Nasal spray may be the future of flu vaccination

SAN DIEGO (AP) — An experimental new nasal spray not only takes the sting out of flu vaccination, it also appears to work substantially better than the standard flu shot.
Research presented Sunday shows that the spray vaccine did a surprisingly good job of protecting children from last winter’s flu bug — a strain that the regular flu shot was virtually worthless against.
“These results are very promising,” said Dr. Nancy J. Cox, a flu expert at the National Centers for Disease Control and Prevention in Atlanta.
The vaccine, called FluMist, is being developed by Aviron of Mountain View, Calif., which sponsored the latest study with the National Institutes of Health.
Finding a flu vaccine that avoids needles has obvious advantages for children and anyone else who hates shots. However, the latest data suggest that the spray approach may also provide more powerful protection against the flu.
Each year, the CDC, the World Health Organization and the U.S. Food and Drug Administration choose the three strains of the flu virus that appear most likely to be problems during the upcoming flu season. These are used to make the flu shot, which consists of killed viruses.
Going into last winter, the agencies chose wrong. They picked strains called A/Shenzhen, A/Wuhan and B/Harbin-like. The true culprit turned out to be a variety of flu called A/Sydney. Cox said the flu shot offered only marginal protection against this strain.
The nasal spray variety did much better, even though it contained the same three flu strains. A study of 1,358 children last winter showed that it was 86 percent protective against A/Sydney.
“What happened last year with A/Sydney is very exciting. This was a true test, and the vaccine passed with flying colors. Right now, it looks like the spray has advantages,” said Dr. Dominick Iacuzio of the NIH.
Even though the two vaccines were not compared head to head, researchers said they feel certain that the spray variety was substantially better, at least in last winter’s outbreak.
Results of the study were presented by Dr. Robert Belshe of Saint Louis University at an infectious disease meeting sponsored by the American Society for Microbiology.
In the study, 917 children received the spray vaccine, while 441 got dummy sprays. Two percent of the vaccinated children got the flu, compared with 13 percent in the comparison group.
Doctors believe the spray works better because it is made with a weakened virus rather than a dead one.

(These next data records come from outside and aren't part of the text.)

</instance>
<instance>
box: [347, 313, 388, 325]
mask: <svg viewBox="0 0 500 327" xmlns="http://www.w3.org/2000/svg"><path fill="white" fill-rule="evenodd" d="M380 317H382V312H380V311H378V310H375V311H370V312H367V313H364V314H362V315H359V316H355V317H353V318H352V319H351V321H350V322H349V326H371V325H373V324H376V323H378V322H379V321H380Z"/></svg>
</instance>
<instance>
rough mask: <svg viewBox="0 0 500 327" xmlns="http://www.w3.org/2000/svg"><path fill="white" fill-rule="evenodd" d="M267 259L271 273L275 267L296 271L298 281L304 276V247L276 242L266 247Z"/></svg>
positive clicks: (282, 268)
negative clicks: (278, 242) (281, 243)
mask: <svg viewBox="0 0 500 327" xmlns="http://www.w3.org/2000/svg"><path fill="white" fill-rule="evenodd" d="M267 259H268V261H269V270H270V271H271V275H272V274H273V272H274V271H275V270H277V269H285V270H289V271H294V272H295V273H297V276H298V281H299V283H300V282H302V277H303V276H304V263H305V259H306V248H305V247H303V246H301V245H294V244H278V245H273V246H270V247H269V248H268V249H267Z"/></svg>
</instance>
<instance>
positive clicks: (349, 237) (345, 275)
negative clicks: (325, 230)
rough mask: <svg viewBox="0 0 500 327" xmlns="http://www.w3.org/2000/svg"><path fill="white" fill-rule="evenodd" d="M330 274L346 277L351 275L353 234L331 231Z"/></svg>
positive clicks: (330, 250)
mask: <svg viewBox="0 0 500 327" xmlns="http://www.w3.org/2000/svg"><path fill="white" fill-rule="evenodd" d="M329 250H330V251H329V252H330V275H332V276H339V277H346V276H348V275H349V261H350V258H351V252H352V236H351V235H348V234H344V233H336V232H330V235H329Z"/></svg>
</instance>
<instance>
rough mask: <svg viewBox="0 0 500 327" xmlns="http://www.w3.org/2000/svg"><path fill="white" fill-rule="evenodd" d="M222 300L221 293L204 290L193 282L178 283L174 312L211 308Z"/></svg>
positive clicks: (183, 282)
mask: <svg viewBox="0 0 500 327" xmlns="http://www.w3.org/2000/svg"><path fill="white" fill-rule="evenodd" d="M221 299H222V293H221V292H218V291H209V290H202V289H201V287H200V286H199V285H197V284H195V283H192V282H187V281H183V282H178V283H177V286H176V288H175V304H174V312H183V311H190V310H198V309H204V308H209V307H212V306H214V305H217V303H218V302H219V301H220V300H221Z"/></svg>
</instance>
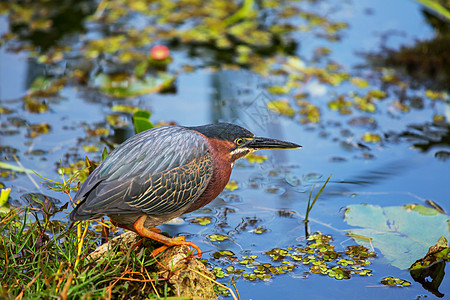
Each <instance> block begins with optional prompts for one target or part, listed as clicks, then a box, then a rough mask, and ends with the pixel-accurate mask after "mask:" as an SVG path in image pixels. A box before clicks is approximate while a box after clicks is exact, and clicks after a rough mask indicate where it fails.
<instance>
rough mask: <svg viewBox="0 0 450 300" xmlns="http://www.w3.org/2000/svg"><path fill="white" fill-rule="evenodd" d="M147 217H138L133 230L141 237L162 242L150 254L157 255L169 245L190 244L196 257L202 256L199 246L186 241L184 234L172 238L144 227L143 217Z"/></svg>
mask: <svg viewBox="0 0 450 300" xmlns="http://www.w3.org/2000/svg"><path fill="white" fill-rule="evenodd" d="M146 218H147V216H145V215H144V216H142V217H140V218H139V219H138V220H137V221H136V223H134V231H136V232H137V233H138V234H139V235H141V236H143V237H147V238H150V239H152V240H155V241H158V242H160V243H162V244H164V246H162V247H159V248H157V249H155V250H153V252H152V254H153V256H156V255H158V254H159V253H161V252H163V251H164V250H166V249H167V248H169V247H172V246H176V245H186V246H190V247H192V248H194V249H195V250H196V251H197V257H198V258H201V257H202V251H201V250H200V248H199V247H198V246H197V245H196V244H194V243H192V242H187V241H186V237H184V236H178V237H174V238H168V237H166V236H164V235H161V234H160V233H159V232H161V231H160V230H159V232H155V231H153V230H152V229H154V227H153V228H151V229H148V228H145V227H144V223H145V219H146Z"/></svg>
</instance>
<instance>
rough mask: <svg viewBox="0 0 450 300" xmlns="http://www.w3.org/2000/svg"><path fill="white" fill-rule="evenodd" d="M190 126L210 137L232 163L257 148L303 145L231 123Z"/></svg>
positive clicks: (262, 148)
mask: <svg viewBox="0 0 450 300" xmlns="http://www.w3.org/2000/svg"><path fill="white" fill-rule="evenodd" d="M190 128H191V129H193V130H196V131H198V132H200V133H201V134H202V135H204V136H205V137H206V138H207V139H208V141H209V142H210V144H213V145H216V146H215V147H218V148H220V149H218V150H219V151H218V152H219V153H220V155H227V156H228V159H229V160H230V162H232V163H234V162H235V161H236V160H238V159H239V158H241V157H244V156H245V155H247V154H249V153H251V152H254V151H256V150H261V149H295V148H301V147H302V146H300V145H298V144H295V143H291V142H286V141H280V140H276V139H270V138H265V137H258V136H255V135H254V134H253V133H251V132H250V131H248V130H247V129H245V128H243V127H241V126H238V125H234V124H231V123H217V124H210V125H204V126H198V127H190Z"/></svg>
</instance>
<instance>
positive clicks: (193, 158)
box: [70, 123, 301, 257]
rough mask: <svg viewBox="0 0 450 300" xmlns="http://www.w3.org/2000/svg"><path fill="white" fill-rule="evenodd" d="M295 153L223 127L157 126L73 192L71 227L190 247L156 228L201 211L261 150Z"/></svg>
mask: <svg viewBox="0 0 450 300" xmlns="http://www.w3.org/2000/svg"><path fill="white" fill-rule="evenodd" d="M300 147H301V146H299V145H297V144H294V143H290V142H284V141H279V140H275V139H269V138H262V137H256V136H255V135H254V134H253V133H251V132H250V131H248V130H247V129H245V128H242V127H240V126H237V125H234V124H230V123H219V124H210V125H204V126H197V127H181V126H164V127H157V128H153V129H150V130H147V131H144V132H141V133H139V134H137V135H135V136H133V137H131V138H130V139H128V140H126V141H125V142H124V143H122V144H121V145H120V146H118V147H117V148H116V149H114V150H113V151H112V152H111V153H110V154H109V155H108V156H107V157H106V158H105V160H104V161H102V162H101V163H100V164H99V165H98V167H97V168H96V169H95V170H94V171H93V172H92V174H91V175H89V177H88V178H87V179H86V181H85V182H84V183H83V185H82V186H81V187H80V189H79V190H78V192H77V194H76V196H75V198H74V202H75V203H79V204H78V205H77V207H75V209H74V210H73V211H72V213H71V214H70V220H71V221H79V220H93V219H98V218H100V217H102V216H104V215H107V216H108V217H109V218H110V220H111V222H112V223H113V224H114V225H116V226H120V227H122V228H125V229H128V230H132V231H134V232H136V233H138V234H139V235H141V236H143V237H148V238H151V239H153V240H156V241H159V242H161V243H162V244H164V246H162V247H160V248H157V249H156V250H154V251H153V255H157V254H158V253H160V252H162V251H163V250H165V249H167V248H168V247H171V246H174V245H189V246H191V247H193V248H194V249H195V250H196V251H197V253H198V256H199V257H201V251H200V249H199V248H198V246H197V245H195V244H194V243H192V242H187V241H186V240H185V237H184V236H179V237H174V238H168V237H166V236H164V235H161V234H160V232H161V231H160V230H159V229H158V228H156V227H155V226H157V225H161V224H163V223H165V222H167V221H169V220H171V219H173V218H175V217H178V216H180V215H182V214H185V213H189V212H192V211H194V210H196V209H198V208H200V207H203V206H205V205H206V204H208V203H209V202H211V201H212V200H214V198H216V197H217V196H218V195H219V194H220V193H221V192H222V190H223V189H224V188H225V185H226V184H227V183H228V180H229V179H230V175H231V170H232V168H233V165H234V162H235V161H236V160H237V159H239V158H241V157H244V156H245V155H247V154H248V153H250V152H253V151H256V150H260V149H277V148H282V149H290V148H300Z"/></svg>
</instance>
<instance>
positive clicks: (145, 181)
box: [70, 126, 212, 220]
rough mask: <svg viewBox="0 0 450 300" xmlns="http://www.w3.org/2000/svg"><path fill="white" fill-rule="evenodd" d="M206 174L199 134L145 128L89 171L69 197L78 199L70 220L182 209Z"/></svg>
mask: <svg viewBox="0 0 450 300" xmlns="http://www.w3.org/2000/svg"><path fill="white" fill-rule="evenodd" d="M211 175H212V159H211V156H210V152H209V150H208V145H207V143H206V141H205V140H204V139H203V137H201V136H200V135H198V134H197V133H195V132H193V131H192V130H189V129H186V128H184V127H176V126H170V127H159V128H155V129H153V130H149V131H145V132H142V133H141V134H138V135H135V136H134V137H132V138H130V139H129V140H127V141H126V142H125V143H123V144H122V145H120V146H119V147H117V148H116V149H115V150H114V151H113V152H111V153H110V155H108V157H107V158H106V159H105V160H104V161H103V162H102V163H101V164H100V165H99V166H98V167H97V168H96V169H95V170H94V172H93V173H92V174H91V175H90V176H89V178H88V179H87V180H86V182H85V183H84V184H83V186H82V187H81V188H80V190H79V191H78V193H77V195H76V196H75V198H74V201H75V202H77V201H78V200H81V203H80V205H78V206H77V207H76V208H75V209H74V211H73V212H72V214H71V216H70V218H71V220H81V219H83V220H86V219H94V218H98V217H100V216H103V215H105V214H117V213H136V212H144V213H146V214H165V213H173V212H174V211H181V213H182V211H183V210H184V208H186V209H187V208H188V207H189V204H191V203H192V202H193V201H194V200H195V199H197V198H198V197H199V196H200V195H201V193H203V191H204V190H205V189H206V186H207V185H208V182H209V180H210V178H211ZM181 213H180V214H181Z"/></svg>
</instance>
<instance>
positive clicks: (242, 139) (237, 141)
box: [234, 139, 244, 146]
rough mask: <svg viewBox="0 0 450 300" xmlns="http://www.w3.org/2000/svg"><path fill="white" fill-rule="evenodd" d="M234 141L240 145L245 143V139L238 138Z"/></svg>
mask: <svg viewBox="0 0 450 300" xmlns="http://www.w3.org/2000/svg"><path fill="white" fill-rule="evenodd" d="M234 143H235V144H236V146H240V145H242V144H243V143H244V139H236V140H235V141H234Z"/></svg>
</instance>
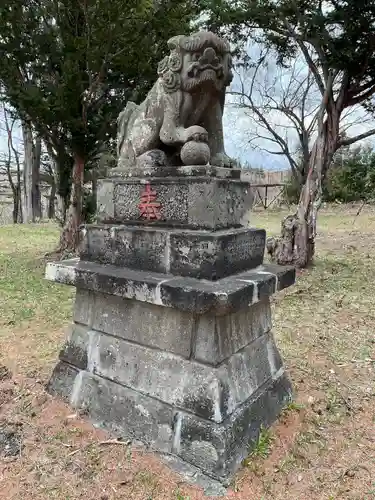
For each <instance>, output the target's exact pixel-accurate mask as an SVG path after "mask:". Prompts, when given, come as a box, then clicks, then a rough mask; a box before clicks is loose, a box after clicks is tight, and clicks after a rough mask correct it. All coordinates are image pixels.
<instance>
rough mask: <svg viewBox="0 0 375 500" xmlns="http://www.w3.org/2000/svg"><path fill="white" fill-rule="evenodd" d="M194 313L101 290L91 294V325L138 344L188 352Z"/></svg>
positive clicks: (191, 338)
mask: <svg viewBox="0 0 375 500" xmlns="http://www.w3.org/2000/svg"><path fill="white" fill-rule="evenodd" d="M194 326H195V319H194V317H193V316H192V315H191V314H189V313H187V312H184V311H179V310H176V309H169V308H168V310H167V311H164V308H163V309H162V310H160V307H159V306H156V305H154V304H147V303H144V302H138V301H133V300H128V299H123V298H121V297H115V296H111V295H105V294H96V295H95V312H94V316H93V321H92V327H93V329H95V330H98V331H101V332H104V333H108V334H110V335H113V336H115V337H120V338H123V339H126V340H129V341H132V342H136V343H138V344H142V345H147V346H151V347H157V348H159V349H164V350H166V351H168V352H172V353H175V354H179V355H181V356H183V357H185V358H188V357H189V356H190V355H191V349H192V347H191V342H192V335H193V329H194Z"/></svg>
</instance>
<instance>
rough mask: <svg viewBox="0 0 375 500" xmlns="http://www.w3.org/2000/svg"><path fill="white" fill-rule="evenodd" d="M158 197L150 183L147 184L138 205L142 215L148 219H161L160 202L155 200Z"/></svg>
mask: <svg viewBox="0 0 375 500" xmlns="http://www.w3.org/2000/svg"><path fill="white" fill-rule="evenodd" d="M156 198H157V194H156V191H154V190H153V189H151V185H150V184H146V187H145V190H144V191H143V193H142V194H141V203H140V204H139V205H138V207H139V210H140V212H141V217H143V219H147V220H160V219H161V214H160V208H161V205H160V203H157V202H155V200H156Z"/></svg>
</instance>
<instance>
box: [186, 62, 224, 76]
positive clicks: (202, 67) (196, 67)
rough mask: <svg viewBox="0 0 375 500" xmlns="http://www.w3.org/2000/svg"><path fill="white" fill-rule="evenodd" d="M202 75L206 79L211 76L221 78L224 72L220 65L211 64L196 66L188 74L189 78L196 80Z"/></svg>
mask: <svg viewBox="0 0 375 500" xmlns="http://www.w3.org/2000/svg"><path fill="white" fill-rule="evenodd" d="M203 74H205V76H206V77H208V75H212V78H222V76H223V74H224V71H223V67H222V66H221V65H218V66H213V65H212V64H205V65H204V66H198V65H196V66H194V67H193V68H191V69H190V70H189V72H188V75H189V77H190V78H197V77H198V76H200V75H203Z"/></svg>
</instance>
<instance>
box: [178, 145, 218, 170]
mask: <svg viewBox="0 0 375 500" xmlns="http://www.w3.org/2000/svg"><path fill="white" fill-rule="evenodd" d="M180 156H181V160H182V162H183V164H184V165H207V163H208V162H209V161H210V157H211V152H210V148H209V146H208V144H206V143H205V142H195V141H189V142H187V143H186V144H184V145H183V146H182V148H181V153H180Z"/></svg>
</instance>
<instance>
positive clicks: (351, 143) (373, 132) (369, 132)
mask: <svg viewBox="0 0 375 500" xmlns="http://www.w3.org/2000/svg"><path fill="white" fill-rule="evenodd" d="M374 134H375V128H373V129H371V130H368V131H367V132H364V133H363V134H359V135H356V136H355V137H348V138H347V139H342V140H340V141H339V142H338V148H341V147H342V146H350V145H351V144H354V143H355V142H358V141H361V140H362V139H366V138H367V137H370V136H372V135H374Z"/></svg>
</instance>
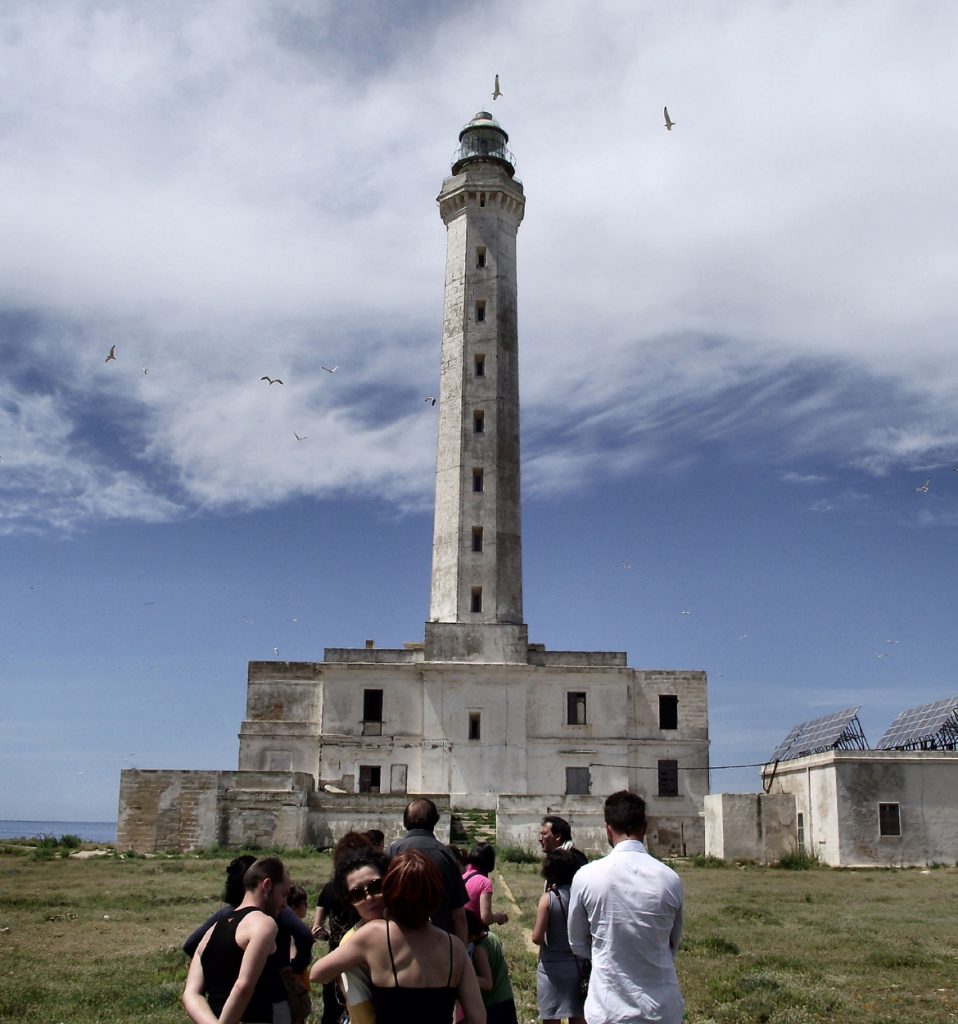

When sprayed up the nose, the virus causes a harmless infection and produces new copies of itself.
“We believe the live vaccine induces a fuller complement of immune responses,” said Belshe. This gives the body an edge even against strains of the flu virus that are not included in the vaccine.
While the vaccine is likely to be aimed initially at children, Belshe said it probably will make sense for healthy adults as well. Researchers suspect that for the elderly, who are especially prone to serious flu infections, vaccination with both the spray and the shot may be better than either alone.
Aviron applied to the FDA for a license to sell FluMist in June, hoping to get the vaccine on the market by the 1999-2000 flu season. However, the FDA sent back the application last month, saying it needed more information on manufacturing issues.
J. Leighton Read, Aviron’s chairman, said Sunday the company now hopes to sell the vaccine for the 2000-2001 flu season. He said the company has not decided how much to charge for the spray, although it is likely to be more expensive than the flu shot.